So I was debugging a MySQL problem and quickly hacked out the following query. It took a long time to run before finally giving me an 'OUT OF MEMORY' error:
SELECT distinct(ip) FROM foo WHERE ip NOT IN ( SELECT distinct(ip) FROM bar )
See a problem with that query? The problem I have is one you can't see. A coworker pointed out a typo. There's a bar.id column, but not a bar.ip column. MySQL didn't catch that. It was apparently trying to run the outer query, collect all results and then parsing and filtering on the subquery.
I'm curious what the point of the 'distinct' in the subquery is, btw. I think that would make the explain plan worse in Oracle. But I digress.
For stuff like this in Oracle, I generally opt for the simple minus query. Reasonable performance and easy to understand.

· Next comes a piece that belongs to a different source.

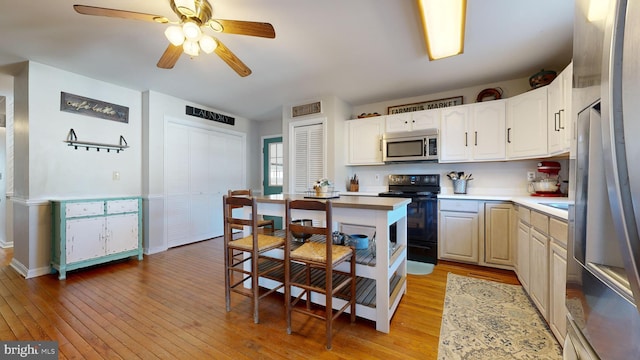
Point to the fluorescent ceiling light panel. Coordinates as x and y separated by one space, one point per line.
443 22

How do the following compare in MySQL?
Re:Oracle
Ovid on 2007-01-22T20:17:10
I couldn't really say how those others compare. I'm not a performance guru. I've traditionally gone more for the normalization aspect and not worried as much about the implementation, trusting the DBAs to be good at their jobs. Now I'm finding I need to focus on the implementation more and more.
As for the 'distinct' clause in the subquery, I really thought there might be duplicate ip addresses in that table and I had no idea if MySQL would optimize those away or force every value to be compared multiple times. I should look at the 'NOT IN' behavior more to see how it handles bags instead of sets.